Source: Sakurai Chiichi - © GNU Attribution Share Alike license
The HHQ-10 is a close-in weapon system of Chinese origin. It is a rocked based system developed for the protection of ships against inbound anti-ship missiles. For export the HHQ-10 is available as the FL-3000N.
The HHQ-10 has several design commonalities with the US made RIM-116 RAM system. The 24-cell launcher looks similar to the US counterpart. Just like the Rolling Airframe Missile, the HHQ-10 missile is derived from an existing IR guided air to air missile. Despite these, the HHQ-10 is not a direct copy of the RIM-116 RAM system. The HHQ-10 is based on the TY-90 imaging infrared and passive radar homing missile and has a larger rocket motor. Unlike the RAM the HHQ-10 is not a rolling airframe missile.

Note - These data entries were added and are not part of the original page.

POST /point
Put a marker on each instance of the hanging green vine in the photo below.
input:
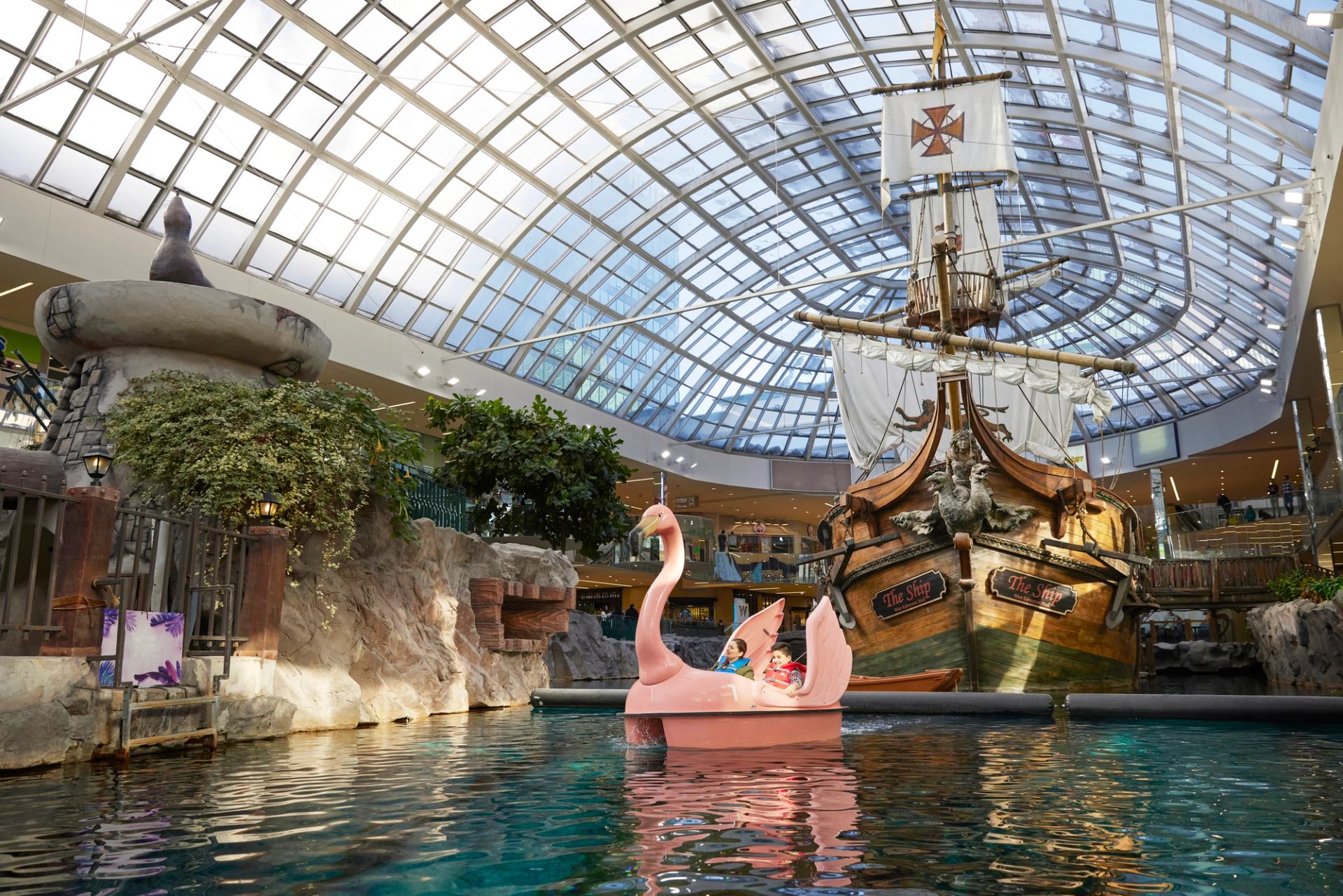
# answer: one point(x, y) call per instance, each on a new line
point(220, 445)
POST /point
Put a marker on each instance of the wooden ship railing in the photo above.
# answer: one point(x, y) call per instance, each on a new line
point(974, 301)
point(1217, 582)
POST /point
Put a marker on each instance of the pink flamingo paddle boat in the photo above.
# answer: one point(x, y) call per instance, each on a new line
point(696, 709)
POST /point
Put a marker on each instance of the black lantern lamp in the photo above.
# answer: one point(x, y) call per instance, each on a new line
point(268, 508)
point(97, 462)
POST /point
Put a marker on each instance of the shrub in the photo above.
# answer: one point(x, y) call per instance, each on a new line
point(220, 445)
point(562, 476)
point(1312, 585)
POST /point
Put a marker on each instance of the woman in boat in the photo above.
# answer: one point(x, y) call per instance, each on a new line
point(735, 660)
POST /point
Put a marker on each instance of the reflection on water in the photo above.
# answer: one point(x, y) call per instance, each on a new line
point(555, 802)
point(750, 820)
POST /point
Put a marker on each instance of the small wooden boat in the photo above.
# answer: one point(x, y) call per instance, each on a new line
point(930, 680)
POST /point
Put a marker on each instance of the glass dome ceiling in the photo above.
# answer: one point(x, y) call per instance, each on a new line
point(487, 171)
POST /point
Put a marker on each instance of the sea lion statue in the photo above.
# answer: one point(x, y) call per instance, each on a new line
point(175, 262)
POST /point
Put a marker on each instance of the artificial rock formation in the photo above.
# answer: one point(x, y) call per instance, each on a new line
point(1300, 642)
point(109, 332)
point(1205, 656)
point(392, 636)
point(585, 653)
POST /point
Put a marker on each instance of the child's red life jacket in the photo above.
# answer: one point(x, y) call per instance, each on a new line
point(782, 677)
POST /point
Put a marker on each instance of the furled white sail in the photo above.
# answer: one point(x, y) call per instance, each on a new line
point(883, 388)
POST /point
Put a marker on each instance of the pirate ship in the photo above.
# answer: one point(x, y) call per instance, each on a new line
point(985, 547)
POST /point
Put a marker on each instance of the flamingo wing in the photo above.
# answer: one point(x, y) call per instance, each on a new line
point(829, 659)
point(760, 632)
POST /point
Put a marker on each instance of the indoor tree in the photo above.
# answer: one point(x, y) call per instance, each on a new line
point(220, 445)
point(562, 477)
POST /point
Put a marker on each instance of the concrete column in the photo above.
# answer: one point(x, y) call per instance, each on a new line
point(83, 557)
point(264, 592)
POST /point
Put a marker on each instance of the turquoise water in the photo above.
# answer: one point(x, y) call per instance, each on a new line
point(554, 802)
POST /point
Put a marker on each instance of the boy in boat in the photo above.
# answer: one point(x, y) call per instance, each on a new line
point(735, 660)
point(782, 671)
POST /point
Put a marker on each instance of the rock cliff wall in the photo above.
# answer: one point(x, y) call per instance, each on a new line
point(1300, 642)
point(1205, 656)
point(391, 634)
point(586, 655)
point(387, 636)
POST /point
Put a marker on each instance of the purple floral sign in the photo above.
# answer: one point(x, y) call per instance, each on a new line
point(152, 655)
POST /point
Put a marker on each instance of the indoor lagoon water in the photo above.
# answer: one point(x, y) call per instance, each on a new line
point(554, 802)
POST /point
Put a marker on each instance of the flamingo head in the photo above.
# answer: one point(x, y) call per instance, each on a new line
point(657, 520)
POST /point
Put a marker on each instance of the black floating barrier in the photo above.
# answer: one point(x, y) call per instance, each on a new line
point(948, 703)
point(911, 703)
point(1207, 707)
point(579, 697)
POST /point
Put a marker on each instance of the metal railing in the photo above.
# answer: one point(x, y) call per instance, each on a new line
point(31, 523)
point(192, 564)
point(436, 502)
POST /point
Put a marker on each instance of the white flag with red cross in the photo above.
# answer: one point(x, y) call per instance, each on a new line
point(941, 132)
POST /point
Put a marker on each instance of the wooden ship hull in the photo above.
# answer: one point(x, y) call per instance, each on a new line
point(924, 681)
point(1017, 610)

The launcher is controlled by the ship's combat management system. The HHQ-10 has no proprietary sensors and uses air search radar input to acquire targets. Reaction time is reported as 6 to 8 seconds. The system can operate in a fully autonomous mode and in the man-in-the-loop mode.
The HHQ-10 and FL-3000N use launchers with a capacity of 8 to 24 missiles. Each missile uses imaging infrared guidance and has a proximity fuse. Missiles with dual mode seeker feature additional passive radar homing. The solid propellant rocket motor allows for a maximum speed of over Mach 2. Against non-maneuvering subsonic targets the maximum range is 9 km. Maximum altitude is estimated up to 6 km. The practical maximum range against anti-ship missiles is 5 km.
The HHQ-10 is fitted onto various recent classes of ship operated by the PLA Navy. These range from Type-056 corvettes to various destroyers to aircraft carriers. The FL-3000N has been exported to Bangladesh and Nigeria.